Adam Driver peut se targuer de pouvoir incarner à la fois la culture mainstream et l’esprit protestataire qui souffle sur l’Amérique des années 60 et 70. C’est même peut-être pour ça qu’il a séduit Spike Lee lorsque le réalisateur cherchait son Flip Zimmerman pour BlacKkKlansman : J’ai infiltré le Ku Klux Klan. Le comédien se fond en effet à merveille dans le rôle d’un policier qui traîne sa carcasse dans les bureaux d’un commissariat du Colorado. Jeff Nichols ne s’était donc pas trompé non plus en lui confiant le rôle de Paul Sevier, analyste pour la NSA, l’Agence nationale de la sécurité, dans son film Midnight Special sorti en 2016. Le costume gris qu’endosse l’acteur renvoie directement à l’archétype du policier ou du journaliste dépeint dans un certain cinéma politique des années 70. Des réalisateurs comme Alan J. Pakula, Hal Ashby, Robert Altman, Jerry Schatzberg ou encore Sidney Lumet se seraient sans doute fort bien accommodés de ce héros très discret.

Cette affinité avec le Nouvel Hollywood semble tant lui coller à la peau qu’il endosse le rôle de Rick Smolan, reporter du National Geographic, dans le film Tracks dont l’action prend place dans les années 70. John Curran, son réalisateur, y montre la traversée du désert australien par une jeune femme de 27 ans. Cheveux gras au vent,  larges Ray-Ban à monture dorée, chemise militaire aux manches retroussées et short taillé à même le jean, Adam Driver rappelle le reporter David Locke qu’incarne Jack Nicholson pour Antonioni dans Profession Reporter… Sorti en 1975 ! Mais là où le réalisateur italien engage son personnage principal dans une quête identitaire grâce à la traversée du désert africain, John Curran, lui, rétrograde le rôle de Rick Smolan au second plan dans le cadre d’un reportage photo. Adam Driver suit à la trace sa partenaire de jeu, Mia Wasikowska, sans jamais lui voler la vedette. Sa présence à l’écran n’aura pourtant de cesse de hanter le spectateur pendant presque deux heures.

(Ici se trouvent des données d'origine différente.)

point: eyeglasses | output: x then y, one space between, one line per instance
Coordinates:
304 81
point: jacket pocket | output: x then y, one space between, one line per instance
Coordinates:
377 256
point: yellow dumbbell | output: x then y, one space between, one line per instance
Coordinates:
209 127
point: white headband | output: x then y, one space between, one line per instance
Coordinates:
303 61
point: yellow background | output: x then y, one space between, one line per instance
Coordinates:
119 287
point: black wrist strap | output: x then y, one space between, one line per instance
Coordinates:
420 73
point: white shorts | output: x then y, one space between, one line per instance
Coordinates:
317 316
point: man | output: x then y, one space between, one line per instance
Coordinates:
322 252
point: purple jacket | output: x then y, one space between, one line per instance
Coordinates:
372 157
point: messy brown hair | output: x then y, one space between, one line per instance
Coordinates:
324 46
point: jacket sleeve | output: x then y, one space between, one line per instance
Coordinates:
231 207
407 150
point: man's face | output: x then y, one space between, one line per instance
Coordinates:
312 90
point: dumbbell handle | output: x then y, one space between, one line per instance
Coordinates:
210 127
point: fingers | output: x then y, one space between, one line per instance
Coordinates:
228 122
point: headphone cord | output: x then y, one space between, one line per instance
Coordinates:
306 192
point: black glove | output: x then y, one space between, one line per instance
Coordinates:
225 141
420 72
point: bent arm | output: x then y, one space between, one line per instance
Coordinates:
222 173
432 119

Adam Driver dans le rôle de Rick Smolan pour le film “Tracks” de John Curran – Photo©REX FEATURES ;

Si les voies du Seigneur sont impénétrables, alors faut-il voir en Adam Driver son oracle. En effet, c’est avec une imprévisibilité manifeste que l’acteur se fraie un chemin à contre-courant parmi les sentiers tortueux d’Hollywood. Sa présence au casting de Logan Lucky n’a donc pas de quoi surprendre. Réalisé en 2016, le film marque le retour de Steven Soderbergh derrière la caméra mais aussi la rencontre inconsciente entre deux âmes sœurs. L’acteur et le cinéaste sont tous les deux des enfants du fin fond de l’Amérique (l’Indiana pour le premier, la Louisiane pour le second). Mais surtout l’un comme l’autre vogue comme bon lui semble entre succès commerciaux (Star Wars, Magic Mike) et films intimistes (Hungry Hearts, Schizopolis). Il n’est alors pas étonnant de voir l’acteur endosser le rôle de Clyde Logan, un vétéran d’Irak manchot qui végète en Caroline du Nord avant que son frère ne lui propose de braquer le coffre fort d’un circuit de course automobile. Soderbergh signe là un Ocean’s Eleven en mode mineur mais tout aussi jouissif sur les laissés-pour-compte de l’Amérique, celle où lui-même et son comédien ont grandi.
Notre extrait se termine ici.